The prevalence of antiphosphatidylethanolamine antibodies (aPEs) is higher in recurrent pregnancy loss patients than that in women with normal pregnancy. We conducted a cohort study to examine the predictive value of aPE for recurrent pregnancy loss and to determine its clinical significance. We examined plasma protein dependent (P+) and independent (P-) aPE IgG and IgM antibodies in 367 women with two or more unexplained consecutive pregnancy losses. We also examined conventional antiphospholipid antibodies (aPL) such as beta2-glycoprotein I-dependent anticardiolipin antibodies (beta2GPI-dependent aCL), lupus anticoagulant with reference to the dilute activated partial thromboplastin time (aPTT) and the diluted Russell's viper venom time (RVVT). Subsequent pregnancy outcome without medication was examined, and patients with and without aPE were compared. Totals of 37 (10.1%), 14 (3.8%), 23 (6.3%), 6 (1.6%), 9 (2.5%), 10 (2.7%) and 50 (13.6%) of the 367 patients were, respectively, positive for P+aPE IgG, P-aPE IgG, P+aPE IgM, P-aPE IgM, beta2GPI-dependent aCL, lupus anticoagulant by RVVT and LA by aPTT. The patients with aPE differed from patients with beta2GPI-dependent aCL or lupus anticoagulant by RVVT. No difference in live birth rate was apparent between positive and negative aPE patients with no medication. The areas under the curves for each ROC curve for the four aPEs were 0.535, 0.612, 0.546 and 0.533, respectively, so there was no significant variation in diagnostic capacity. We did not obtain any evidence that aPE elevation is an independent risk factor to predict further miscarriage in recurrent pregnancy loss patients.

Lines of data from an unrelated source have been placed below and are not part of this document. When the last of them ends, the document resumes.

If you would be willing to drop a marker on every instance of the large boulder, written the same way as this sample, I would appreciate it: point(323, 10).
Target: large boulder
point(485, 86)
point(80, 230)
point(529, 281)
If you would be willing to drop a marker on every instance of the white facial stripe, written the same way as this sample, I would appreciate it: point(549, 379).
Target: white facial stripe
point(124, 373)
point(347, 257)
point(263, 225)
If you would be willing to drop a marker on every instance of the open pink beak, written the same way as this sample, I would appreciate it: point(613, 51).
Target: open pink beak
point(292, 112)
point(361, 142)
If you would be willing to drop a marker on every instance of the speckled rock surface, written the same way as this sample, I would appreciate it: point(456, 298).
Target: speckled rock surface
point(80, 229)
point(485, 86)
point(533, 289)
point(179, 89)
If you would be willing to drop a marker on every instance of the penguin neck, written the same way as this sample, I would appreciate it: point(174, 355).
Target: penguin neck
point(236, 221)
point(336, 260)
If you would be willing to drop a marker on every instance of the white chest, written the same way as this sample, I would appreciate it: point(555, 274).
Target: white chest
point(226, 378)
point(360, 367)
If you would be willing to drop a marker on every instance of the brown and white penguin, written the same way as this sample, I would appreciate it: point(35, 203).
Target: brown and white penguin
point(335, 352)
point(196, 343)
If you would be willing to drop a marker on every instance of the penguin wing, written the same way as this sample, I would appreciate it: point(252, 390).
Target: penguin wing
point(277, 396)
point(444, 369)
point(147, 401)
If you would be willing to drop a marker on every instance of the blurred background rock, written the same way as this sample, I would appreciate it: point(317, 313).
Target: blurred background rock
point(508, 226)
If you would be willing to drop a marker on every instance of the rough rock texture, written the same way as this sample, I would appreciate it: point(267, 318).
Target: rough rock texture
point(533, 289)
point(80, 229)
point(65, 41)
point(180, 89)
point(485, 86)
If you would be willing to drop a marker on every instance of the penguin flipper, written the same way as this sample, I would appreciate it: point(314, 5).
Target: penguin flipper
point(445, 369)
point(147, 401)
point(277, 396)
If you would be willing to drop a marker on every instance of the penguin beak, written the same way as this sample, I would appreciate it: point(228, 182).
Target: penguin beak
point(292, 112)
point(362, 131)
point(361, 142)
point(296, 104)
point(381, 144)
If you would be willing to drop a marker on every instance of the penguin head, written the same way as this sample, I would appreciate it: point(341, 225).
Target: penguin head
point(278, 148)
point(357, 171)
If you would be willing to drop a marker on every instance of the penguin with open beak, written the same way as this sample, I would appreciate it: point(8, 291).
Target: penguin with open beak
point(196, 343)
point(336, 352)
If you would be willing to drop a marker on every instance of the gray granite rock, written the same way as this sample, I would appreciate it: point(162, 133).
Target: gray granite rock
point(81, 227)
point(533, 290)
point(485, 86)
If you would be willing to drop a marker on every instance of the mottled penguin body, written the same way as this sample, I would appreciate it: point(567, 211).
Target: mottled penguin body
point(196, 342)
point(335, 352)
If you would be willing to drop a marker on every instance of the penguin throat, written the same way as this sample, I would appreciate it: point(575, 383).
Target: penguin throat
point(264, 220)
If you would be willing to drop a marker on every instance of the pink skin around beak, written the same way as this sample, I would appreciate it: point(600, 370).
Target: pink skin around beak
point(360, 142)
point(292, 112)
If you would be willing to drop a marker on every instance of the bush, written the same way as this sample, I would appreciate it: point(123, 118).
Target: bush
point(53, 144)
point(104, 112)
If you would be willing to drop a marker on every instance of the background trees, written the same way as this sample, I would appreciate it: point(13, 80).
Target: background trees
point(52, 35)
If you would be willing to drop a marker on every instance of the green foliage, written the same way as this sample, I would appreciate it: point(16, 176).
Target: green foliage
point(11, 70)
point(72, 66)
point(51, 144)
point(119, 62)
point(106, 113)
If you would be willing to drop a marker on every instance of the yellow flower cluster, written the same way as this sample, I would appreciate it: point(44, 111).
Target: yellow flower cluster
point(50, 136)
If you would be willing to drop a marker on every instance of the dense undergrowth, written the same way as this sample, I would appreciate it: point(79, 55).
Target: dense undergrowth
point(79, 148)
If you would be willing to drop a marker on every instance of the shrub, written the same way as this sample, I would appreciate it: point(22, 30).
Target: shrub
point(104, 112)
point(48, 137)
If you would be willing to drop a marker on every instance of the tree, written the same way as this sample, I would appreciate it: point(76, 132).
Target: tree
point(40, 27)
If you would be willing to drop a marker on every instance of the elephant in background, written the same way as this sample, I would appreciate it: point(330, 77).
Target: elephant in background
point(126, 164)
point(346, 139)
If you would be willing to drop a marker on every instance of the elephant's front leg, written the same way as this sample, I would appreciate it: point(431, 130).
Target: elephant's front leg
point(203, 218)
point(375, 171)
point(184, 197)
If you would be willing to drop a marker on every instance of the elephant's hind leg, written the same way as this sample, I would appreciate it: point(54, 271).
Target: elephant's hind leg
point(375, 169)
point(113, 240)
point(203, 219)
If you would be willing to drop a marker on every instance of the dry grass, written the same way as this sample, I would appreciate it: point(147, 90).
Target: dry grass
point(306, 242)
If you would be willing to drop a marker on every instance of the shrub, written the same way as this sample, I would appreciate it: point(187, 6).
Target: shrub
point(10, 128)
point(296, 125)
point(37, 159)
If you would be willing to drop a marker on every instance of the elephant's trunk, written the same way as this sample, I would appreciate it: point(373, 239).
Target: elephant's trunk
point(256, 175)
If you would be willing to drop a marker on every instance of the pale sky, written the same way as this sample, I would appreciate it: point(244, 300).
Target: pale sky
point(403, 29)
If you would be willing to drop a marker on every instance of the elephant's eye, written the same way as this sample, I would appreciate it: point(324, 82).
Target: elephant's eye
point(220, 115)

抗磷脂酰乙醇胺抗体(aPE)在复发性流产患者中的阳性率高于正常妊娠妇女。我们进行了一项队列研究,以检查 aPE 对复发性流产的预测价值,并确定其临床意义。我们检查了 367 名有两次或两次以上不明原因连续妊娠丢失的妇女的血浆蛋白依赖性(P+)和独立(P-)aPE IgG 和 IgM 抗体。我们还检查了常规抗磷脂抗体(aPL),如β2-糖蛋白 I 依赖性抗心磷脂抗体(β2GPI-依赖性 aCL)、狼疮抗凝物与稀释的活化部分凝血活酶时间(aPTT)和稀释的 Russell 蝰蛇毒时间(RVVT)有关。未用药的后续妊娠结局也进行了检查,并比较了有和无 aPE 的患者。367 例患者中,分别有 37 例(10.1%)、14 例(3.8%)、23 例(6.3%)、6 例(1.6%)、9 例(2.5%)、10 例(2.7%)和 50 例(13.6%)对 P+aPE IgG、P-aPE IgG、P+aPE IgM、P-aPE IgM、β2GPI-依赖性 aCL、RVVT 狼疮抗凝物和 aPTT 狼疮抗凝物呈阳性。与β2GPI-依赖性 aCL 或 RVVT 狼疮抗凝物阳性的患者相比,aPE 阳性患者有所不同。无药物治疗的 aPE 阳性和阴性患者的活产率无明显差异。四条 aPE 的 ROC 曲线的曲线下面积分别为 0.535、0.612、0.546 和 0.533,因此诊断能力没有显著差异。我们没有得到任何证据表明 aPE 升高是预测复发性流产患者进一步流产的独立危险因素。